Simmons maintained CUs have a "clear advantage" in not having to comply with the Community Reinvestment Act, but Dollar said community banks should be relieved of CRA requirements. This is one area where CUs and banks "can work together to ease regulations" instead of the banking industry working so hard to impose them on CUs.

"There's no need for a 'misery loves company' approach," said Dollar.

Rogers, the moderator and editor of CEO Report, a Rockville, Md. newsletter whose parent firm annually sponsors the directors meeting, said the debate was being conducted to shed light on "the future of credit unions." He said the purpose was not to stage a "spectacle." He introduced Simmons as CUs' "pre-eminent critic."

Simmons steps down from the ABA helm in October.

Some conference attendees complained privately that the shortness of the debate as well as the strict Q&A rules set down by the moderator discouraged providing any in-depth examination of the issues separating banks and CUs.

"I really hate to give Simmons another platform," declared Philip Hart, president/CEO of Tulsa Federal Employees CU in Oklahoma. "Something like this just stirs people up."

Still others liked the debate idea and found it valuable on several fronts including giving directors a lesson in the need for grassroots political advocacy after hearing the banker message.

Doug Roth, CEO of United Services CU in Asheville, N.C., said he found the banker arguments about the tax-exemption tiring. "I've been in the business 16 years and it's the same refrain" asking didn't "we have this before with Jim Blaine?" a reference to a banker/CU duel at a CUNA conference with the CEO of State Employees CU of Raleigh.

"I'm simply amazed that Simmons would even come into this hall knowing the kind of reception he's going to get," opined Ben Davis, director of Railroad & Industrial FCU of Tampa, Fla.

David Davidson, director of Priority One CU in Pasadena, Calif., summed up his feelings about the debate this way: "I'd call the whole thing a friendly discussion of two gentlemen who agreed to disagree but I'd certainly say the 'Debate of the Year' was not the diabolical plot of the evil empire exposed."

Davidson went on to challenge a Simmons claim that CUs in other countries have eliminated their tax-exemption and operate successfully, citing Australia as an example.

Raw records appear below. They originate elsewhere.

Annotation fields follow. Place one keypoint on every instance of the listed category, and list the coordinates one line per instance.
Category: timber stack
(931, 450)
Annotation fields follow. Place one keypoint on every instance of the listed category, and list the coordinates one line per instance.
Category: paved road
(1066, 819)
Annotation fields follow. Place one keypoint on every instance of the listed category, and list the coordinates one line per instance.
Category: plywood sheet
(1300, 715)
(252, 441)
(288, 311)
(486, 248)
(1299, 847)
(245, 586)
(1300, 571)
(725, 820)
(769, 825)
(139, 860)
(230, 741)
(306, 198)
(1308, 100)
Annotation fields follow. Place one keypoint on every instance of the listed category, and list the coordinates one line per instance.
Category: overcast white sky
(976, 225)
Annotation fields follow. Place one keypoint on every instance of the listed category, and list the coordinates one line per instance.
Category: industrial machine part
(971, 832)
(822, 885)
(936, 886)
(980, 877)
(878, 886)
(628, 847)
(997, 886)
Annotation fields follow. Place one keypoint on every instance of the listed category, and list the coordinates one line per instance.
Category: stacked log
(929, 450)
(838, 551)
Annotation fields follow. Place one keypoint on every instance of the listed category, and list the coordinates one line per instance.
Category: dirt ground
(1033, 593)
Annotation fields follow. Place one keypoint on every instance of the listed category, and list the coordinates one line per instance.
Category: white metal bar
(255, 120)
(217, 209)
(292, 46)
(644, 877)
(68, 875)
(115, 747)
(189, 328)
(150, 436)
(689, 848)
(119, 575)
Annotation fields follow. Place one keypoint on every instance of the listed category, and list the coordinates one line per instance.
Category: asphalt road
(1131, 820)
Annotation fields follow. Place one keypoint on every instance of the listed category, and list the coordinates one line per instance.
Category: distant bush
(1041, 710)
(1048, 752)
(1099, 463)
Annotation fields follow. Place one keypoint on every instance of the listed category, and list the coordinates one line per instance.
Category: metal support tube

"Do you know what happened to the credit unions in Australia?" he asked a reporter. "They've been decimated." Davidson went on to add that the debate illustrates why CUs "must support the public awareness programs of our leagues that promote grassroots support because credit unions will not keep their tax-exempt status unless we have the active support of our communities."

Perhaps not surprisingly, given the audience had directors from so many small CUs, Simmons' comments about large CUs becoming more bank-like resonated with several directors in the hall.

One Midwest director who asked for anonymity said, "in my state, we have one credit union that is so big decisions are now made at the main office just like a bank and where you've lost that personal touch. We are still small and I think now we're going to market that difference locally."